The Fed is widely expected to lower the benchmark fed funds rate by a half-percentage point to just 0.5 percent from one percent on Wednesday at the conclusion of its two-day meeting.
"Investors will be looking at how far they will cut, and even more important is what kind of communication they would do regarding the future course of policy," said John Praveen, chief investment strategist of Prudential International Investments in Newark, New Jersey.
Two weeks ago, Federal Reserve Chairman Ben Bernanke said the Fed could directly buy "substantial quantities" of longer-term securities issued by the US Treasury or government-sponsored agencies to lower yields and stimulate demand.
"Markets are going to be looking for how they are conducting policy forward and what are they going to say about quantitative easing," Mr. Praveen added.
As one of Wall Street's worst years comes to a close, investors will brace themselves for Morgan Stanley's and Goldman Sachs' results this week.

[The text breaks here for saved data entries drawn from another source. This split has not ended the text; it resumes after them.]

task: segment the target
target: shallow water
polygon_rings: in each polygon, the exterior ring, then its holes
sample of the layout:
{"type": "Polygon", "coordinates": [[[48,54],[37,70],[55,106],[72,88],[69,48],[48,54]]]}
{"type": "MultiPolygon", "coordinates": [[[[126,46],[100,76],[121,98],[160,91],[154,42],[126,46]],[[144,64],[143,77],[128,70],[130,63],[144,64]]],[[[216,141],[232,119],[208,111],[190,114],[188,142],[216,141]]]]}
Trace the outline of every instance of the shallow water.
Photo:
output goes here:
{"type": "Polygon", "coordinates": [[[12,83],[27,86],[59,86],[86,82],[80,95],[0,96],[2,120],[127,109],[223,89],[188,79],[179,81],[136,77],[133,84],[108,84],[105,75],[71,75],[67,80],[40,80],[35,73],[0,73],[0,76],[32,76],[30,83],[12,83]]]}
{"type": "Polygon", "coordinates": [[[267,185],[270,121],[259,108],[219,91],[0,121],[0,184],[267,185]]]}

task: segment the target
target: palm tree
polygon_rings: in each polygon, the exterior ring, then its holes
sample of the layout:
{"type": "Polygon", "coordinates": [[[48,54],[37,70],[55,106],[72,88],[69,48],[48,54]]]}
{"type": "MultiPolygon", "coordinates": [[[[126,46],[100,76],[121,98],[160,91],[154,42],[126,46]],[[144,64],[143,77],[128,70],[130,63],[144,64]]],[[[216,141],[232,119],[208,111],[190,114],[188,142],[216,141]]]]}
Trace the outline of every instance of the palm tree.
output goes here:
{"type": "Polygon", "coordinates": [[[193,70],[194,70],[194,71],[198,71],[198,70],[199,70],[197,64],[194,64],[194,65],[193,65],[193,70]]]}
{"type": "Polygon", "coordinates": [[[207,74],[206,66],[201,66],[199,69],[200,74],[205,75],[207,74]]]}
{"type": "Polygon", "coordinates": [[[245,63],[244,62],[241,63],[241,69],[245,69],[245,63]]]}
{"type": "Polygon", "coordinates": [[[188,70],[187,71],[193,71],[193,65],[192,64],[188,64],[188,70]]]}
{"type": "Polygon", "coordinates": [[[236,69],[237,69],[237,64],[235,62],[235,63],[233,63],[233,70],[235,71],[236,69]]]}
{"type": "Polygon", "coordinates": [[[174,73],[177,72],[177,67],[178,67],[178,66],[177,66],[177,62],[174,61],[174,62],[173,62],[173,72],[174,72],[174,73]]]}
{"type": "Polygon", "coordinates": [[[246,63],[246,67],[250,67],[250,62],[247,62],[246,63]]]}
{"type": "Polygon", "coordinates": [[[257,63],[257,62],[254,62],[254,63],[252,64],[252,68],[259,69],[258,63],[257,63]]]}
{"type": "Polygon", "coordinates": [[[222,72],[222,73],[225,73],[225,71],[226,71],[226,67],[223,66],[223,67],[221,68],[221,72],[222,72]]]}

Analysts expect a tough fourth quarter for the two banks, and Goldman is widely expected to post its first quarterly loss since going public in 1999.
"It could be tougher sledding as far as write-offs go," said PNC's Stone.
Morgan Stanley is likely to wind up in the red for the second time in the past four quarters.
Since the S&P 500 hit its bear market low on November 21, the US stock market has increasingly showed signs of shrugging off even the bleakest of news as investors bet that the downturn could not possibly get much worse. Some believe an economic revival is likely by 2009's second half.
After the S&P slid on November 21 to its bear market intraday low of 741.02 - a level last seen in 1997 - the benchmark index has gained almost 19 percent.
For the year, the Dow is down 34.9 percent, while the S&P 500 is off 40.1 percent and the Nasdaq is down 42 percent.
The week's economic calendar is sparse, but some reports will command attention: November industrial production today; the US Consumer Price Index and housing starts, both for November, tomorrow, as well as the December reading on Mid-Atlantic business activity from the Federal Reserve Bank of Philadelphia and the latest weekly jobless claims, both on Thursday.
Overall CPI is expected to show a 1.3 percent drop in November, according to economists polled by Reuters.
On a year-over-year basis, overall CPI is seen up 1.5 percent, the Reuters poll showed.
More weakness on the housing front is forecast, with housing starts likely to slip to a seasonally adjusted annual rate of 740,000 units in November from October's record low of 791,000, according to the Reuters poll.
On the thin roster of Fed speakers this week is Richard Fisher, the president of the Federal Reserve Bank of Dallas. He is set to speak in Dallas on Thursday on "Historical Perspectives on the Current Economic and Financial Crisis."